The urge to define Amazon’s newest original series, “Transparent,” as just a show about a transgender parent coming out to her family is strong, but maybe also misplaced. The series is about a father, Mort, transitioning to a woman, Maura, and while “Transparent” deals with the struggles and complications of being trans in today’s society, it also has so much more ground to cover.
“Being trans questions the binary and there are so many things about this show that question the binary,” Jill Soloway, creator, writer and director of “Transparent” told HuffPost Entertainment earlier this month in New York City. That may be the most apt way to approach the new series, which premieres all 10 episodes of its first season on Amazon Prime on Friday. “Transparent” doesn’t just aim to tell the story of a trans character, but of an entire family questioning their understandings of gender, sexuality and identity, and learning to accept and love one another as they each evolve into who they are.
While sitting in the Bryant Park Hotel, Soloway and star Jeffrey Tambor told us about the conception of the series and the areas it explores and addresses. Soloway, who was a writer and producer on “Six Feet Under” and “United States of Tara,” wanted to tell a story about the birth of a new parent, defying the Disney trope of the always-immediate death of a mother or father. She described the semi-autobiographical series — her own father came out to her as trans a few years ago — as one about “a parent coming out and what it would mean to have a blossoming new member of the family arrive.” As Tambor’s Mort Pfefferman begins to publicly transition to Maura, the skin of his male identity is left behind. Maura is then able to reveal her true self. In the trailer for “Transparent,” Maura’s oldest daughter, Sarah (Amy Landecker), asks if she’s going to start dressing up like a woman now. Maura’s reply: “All my life, I’ve been dressing up like a man.”

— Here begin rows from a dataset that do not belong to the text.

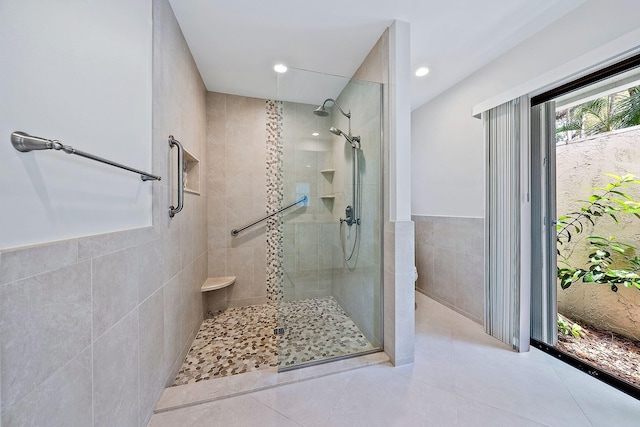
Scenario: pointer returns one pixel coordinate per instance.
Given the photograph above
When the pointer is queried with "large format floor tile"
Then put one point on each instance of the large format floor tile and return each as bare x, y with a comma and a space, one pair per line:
461, 377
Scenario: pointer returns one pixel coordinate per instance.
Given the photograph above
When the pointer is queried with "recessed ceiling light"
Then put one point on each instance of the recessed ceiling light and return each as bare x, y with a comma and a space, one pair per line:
422, 71
280, 68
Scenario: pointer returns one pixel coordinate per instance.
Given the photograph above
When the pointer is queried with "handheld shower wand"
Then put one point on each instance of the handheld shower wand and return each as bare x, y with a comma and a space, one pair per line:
353, 140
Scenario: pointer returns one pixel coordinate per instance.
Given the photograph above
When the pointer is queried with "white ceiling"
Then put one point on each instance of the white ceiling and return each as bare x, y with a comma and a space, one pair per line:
236, 43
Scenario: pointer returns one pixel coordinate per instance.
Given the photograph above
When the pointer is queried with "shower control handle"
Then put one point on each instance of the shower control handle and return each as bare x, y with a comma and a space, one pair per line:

Tambor was handed the script for “Transparent” when he got off a plane. Within 20 minutes, he knew he had to meet Soloway right away. “There’s about six or seven roles in a lifetime where you go, “I have to be in this,” the “Arrested Development” actor told us. When asked about how he crafted his character, and whether he approached it as a man transitioning to a woman or a woman having always dressed as a man, Tambor sat in silence for a few moments.
“Two stages,” he then said. He described the pilot as stage one, and the rest of the episodes as Maura’s stage. “Maura was always very clear to me,” Tambor said, “But I had to get to Maura, and Maura had to kind of get to me.”
As far as researching how to approach playing a trans character, Tambor worked with two transgender consultants and did a lot of reading — Soloway gave out multiple books on gender and sexuality to the cast and crew, including 200 copies of Julia Serano’s “Whipping Girl: A Transsexual Woman on Sexism and the Scapegoating of Femininity.”
But Tambor knew that reading and research could only do so much. “It’s very scary and I’ve never talked about this, but at a certain point you have to put it down,” Tambor said.
As a cisgender male, or a person who identifies with the gender they were assigned at birth, Tambor said he caught himself questioning how he played the role at times.
“I remember one weekend where I texted you,” Tambor said to Soloway, sitting across from him. “‘Am I doing all right?’ I just went, ‘Ah! This is big!’ I felt I have a responsibility to the community, and this is important!” Yet the beauty of playing a character who is discovering herself on the page not only helped Tambor, but added even more depth and color to Maura.
“Maura is very young in her development and Jeffrey is very young, as a cisgender male, in understanding what this is,” he told us. “So some of my mistakes were actually advantageous to making Maura. I put my politics into the performance and I made her real, elegant, smart, not smart, wise, not wise, beautiful, not beautiful, and human.” After previewing four episodes of the series, we can attest to his powerful and poignant performance. “That was and is the most fantastic voyage that I’ve ever been on, because it was a voyage to myself, and a voyage to real humility, scared stiff.”
But beyond Maura, there is the rest of the Pfefferman family, each of whom are on their own journeys of self discovery. There’s Sarah, who’s married to a man and has two children, but begins questioning her sexuality once she runs into her old girlfriend from college, Tammy (Melora Hardin). There’s Josh, played by Jay Duplass, a record producer who is dating a younger girl. And then there’s Gaby Hoffmann’s Ali, whom the actress explained to us is “just beginning to feel uncomfortable and unsatisfied” in her skin and gender. While each of these characters are on their own quest of understanding their identities, Soloway reminded us that “Transparent” is still primarily about family.
“As you grow and change, you become possibly someone else,” Soloway said. “You want to go back to your family of origin and say, ‘Do you still love me? Would you still love me if I become X or Y or Z? When will you stop loving me? Is this unconditional love and if not what are the conditions?’” All four family members are asking those questions of each other throughout the show.